If only feels like a core element of Burn Your Fire For No Witness. On the quiet, sprawling “Iota,” Olsen starts most sentences with the phrase. “If only we grew wiser with each breath/ If only we could dance ourselves to death,” she lulls. “If only.” There’s a persistent desire for things to work, but there’s a palpable lethargy that comes with trying just for it to fail. “I definitely feel like every song has its own attitude and a lot of them are addressing the same kind of thing,” she told The Quietus the year of the LP release. “Something is missing, or I need to accept this is a good thing. I guess the character is confronting that something needs to be solved or something doesn’t need to be solved, there’s no need.”

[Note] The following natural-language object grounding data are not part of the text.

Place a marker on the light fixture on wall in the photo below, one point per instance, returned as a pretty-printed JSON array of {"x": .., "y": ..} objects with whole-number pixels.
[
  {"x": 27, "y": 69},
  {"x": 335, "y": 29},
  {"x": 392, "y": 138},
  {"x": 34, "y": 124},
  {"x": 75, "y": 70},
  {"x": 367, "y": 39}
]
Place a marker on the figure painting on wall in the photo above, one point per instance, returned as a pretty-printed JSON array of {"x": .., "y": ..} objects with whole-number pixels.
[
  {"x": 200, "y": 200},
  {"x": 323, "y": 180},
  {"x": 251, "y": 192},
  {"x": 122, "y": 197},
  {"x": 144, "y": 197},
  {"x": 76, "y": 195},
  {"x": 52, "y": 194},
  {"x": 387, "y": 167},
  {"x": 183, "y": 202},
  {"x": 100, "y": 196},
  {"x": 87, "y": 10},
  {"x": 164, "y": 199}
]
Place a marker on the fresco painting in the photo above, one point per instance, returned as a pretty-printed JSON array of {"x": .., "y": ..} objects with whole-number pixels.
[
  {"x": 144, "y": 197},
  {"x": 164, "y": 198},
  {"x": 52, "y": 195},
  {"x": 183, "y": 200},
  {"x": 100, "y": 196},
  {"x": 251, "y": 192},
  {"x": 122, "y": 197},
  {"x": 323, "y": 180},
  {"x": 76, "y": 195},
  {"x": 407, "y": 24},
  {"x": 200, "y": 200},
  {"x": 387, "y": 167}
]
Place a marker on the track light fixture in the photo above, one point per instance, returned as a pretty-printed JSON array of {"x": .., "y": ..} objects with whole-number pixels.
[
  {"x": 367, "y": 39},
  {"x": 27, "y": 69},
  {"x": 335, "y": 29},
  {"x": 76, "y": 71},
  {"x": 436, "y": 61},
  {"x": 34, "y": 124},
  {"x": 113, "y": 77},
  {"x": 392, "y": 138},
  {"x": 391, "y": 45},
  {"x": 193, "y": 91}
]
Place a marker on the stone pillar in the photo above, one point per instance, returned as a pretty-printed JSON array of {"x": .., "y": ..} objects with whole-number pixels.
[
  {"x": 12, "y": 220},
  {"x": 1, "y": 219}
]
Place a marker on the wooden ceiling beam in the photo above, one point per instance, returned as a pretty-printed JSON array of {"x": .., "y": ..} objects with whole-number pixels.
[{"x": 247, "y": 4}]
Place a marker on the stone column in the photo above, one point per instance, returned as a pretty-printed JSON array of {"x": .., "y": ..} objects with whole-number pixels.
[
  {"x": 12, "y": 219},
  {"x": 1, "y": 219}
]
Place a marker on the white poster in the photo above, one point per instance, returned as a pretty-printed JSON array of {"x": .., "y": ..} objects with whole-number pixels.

So many moments will send chills down your spine. There is a fearless amount of space in these songs, and Olsen’s voice shines through the darkness as a light. “White Fire” is the most haunting, an apocalyptic love ballad: “Everything is tragic/ It all just falls apart/ But when I look into your eyes/ It pieces up my heart.” The whispers are even louder than the dreary, reverberating guitars, creating a pitch black backdrop for her eerie scenes: “I heard my mother thinking me right back into my birth/ I laughed so loud inside myself it all began to hurt.”

At age three, Olsen was adopted by parents who were well into middle age, so she “fantasized about what it was like to be young in the ’30s and ’50s, more so than other kids my age,” she told Spin. The old-timey nature of Burn Your Fire For No Witness can be heard in various moments, such as her Patsy Cline-like proclamation of “I feel so lonesome I could cry” on the vibrant “Hi-Five.” Yet instead of wallowing in that sadness, she chooses to be cheery: “Are you lonely, too? Are you lonely, too?/ High five! So am I!” There’s a balance of old-age wisdom and childlike curiosity on these more upbeat tracks, just like there’s a balance of electric buoyancy and acoustic intensity throughout the whole record. At times, Burn Your Fire For No Witness is a celestial slow dance; other times, it’s a celebration where people are frolicking in circles with linked arms, united in their discomfort.

The louder moments were a surprise to Olsen’s audience, who were accustomed to the gentle texture of her 2012 debut full-length Half Way Home. But Olsen insisted the transition into putting together a full band was natural, and producer John Congleton was receptive to her vision. The cacophony of building guitars in “Stars” encapsulate her frustration: “I think you like to see me lose my mind/ You treat me like a child; I’m angry, blind/ I feel so much at once that I could scream,” she sings. It’s an indie-rock supernova that could easily prompt headbanging. Yet when I saw her live in 2018 in Tarrytown, the crowd remained seated as she stood solo on stage with just her guitar and her voice, a reminder of her range.

In the years since, Olsen has evolved her sound many more times. She leaned into pop with her 2016 breakthrough My Woman. 2017’s Phases was a compilation that called to mind Burn Your Fire For No Witness, likely because it was made up of B-sides and demos from that time. She explored synth-pop with 2019’s All Mirrors and then went full country on 2022’s Big Time. Olsen can really do whatever she wants. Burn Your Fire For No Witness, though, is a special moment in her discography, as intimate and warm as its title suggests. There are obviously witnesses to Olsen’s indie-rock blaze — “Unfucktheworld” alone has over 35 million streams on Spotify — but it still burns with a delicate earnestness that makes the songs feel as if their yours and yours alone.